The outcome will establish boundaries for how deep-tech startups can evolve their corporate structures as capital requirements scale. If Musk prevails, other AI labs that began as research nonprofits—Anthropic started with similar nonprofit ambitions before pivoting—may face constraints on commercial transitions. A ruling for OpenAI would validate the hybrid nonprofit-parent-with-for-profit-subsidiary model as legally defensible.
Analysis from MIT Technology Review suggests the case tests whether courts will recognise enforceable obligations to a company’s original mission beyond what Nonprofit Law strictly requires. Musk’s $134 billion damages calculation appears based on unjust enrichment theory—essentially claiming he should receive equity proportional to his founding contributions had OpenAI been structured commercially from inception.
What to Watch
The trial is expected to run two to three weeks, with a decision likely by mid-May. Key variables include whether the jury (and ultimately Judge Gonzalez Rogers) accepts Musk’s characterisation of the 2019 restructuring as a breach of charitable trust, or OpenAI’s framing that the hybrid model preserved mission commitments while enabling necessary capital formation.
Internal communications beyond Brockman’s diary entry will be critical—any evidence showing OpenAI leadership privately acknowledged the commercial pivot contradicted founding commitments would strengthen Musk’s case. Conversely, documentation of genuine efforts to maintain safety-focused governance within the new structure supports OpenAI’s defense.

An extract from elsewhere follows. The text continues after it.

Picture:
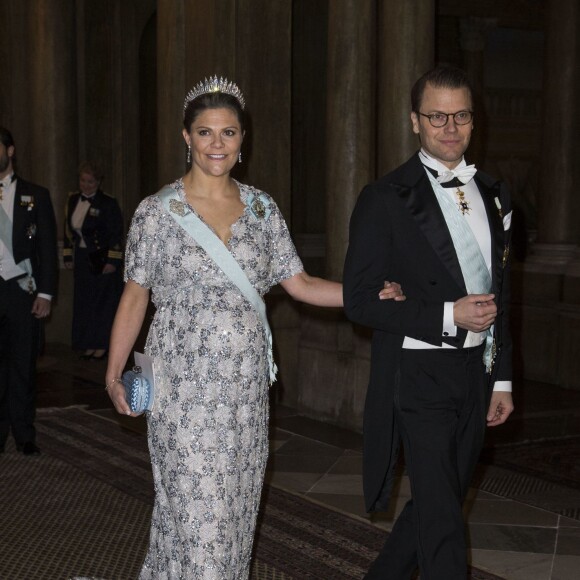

Beyond the immediate parties, the trial sets precedent for AI Governance structures. If courts impose strict limits on nonprofit-to-commercial evolution, capital-intensive AI research may face pressure to launch as commercial entities from day one—eliminating the public-interest credibility that nonprofit origins provide. A ruling for OpenAI removes that constraint but raises questions about whether any founding commitments truly bind once capital requirements change.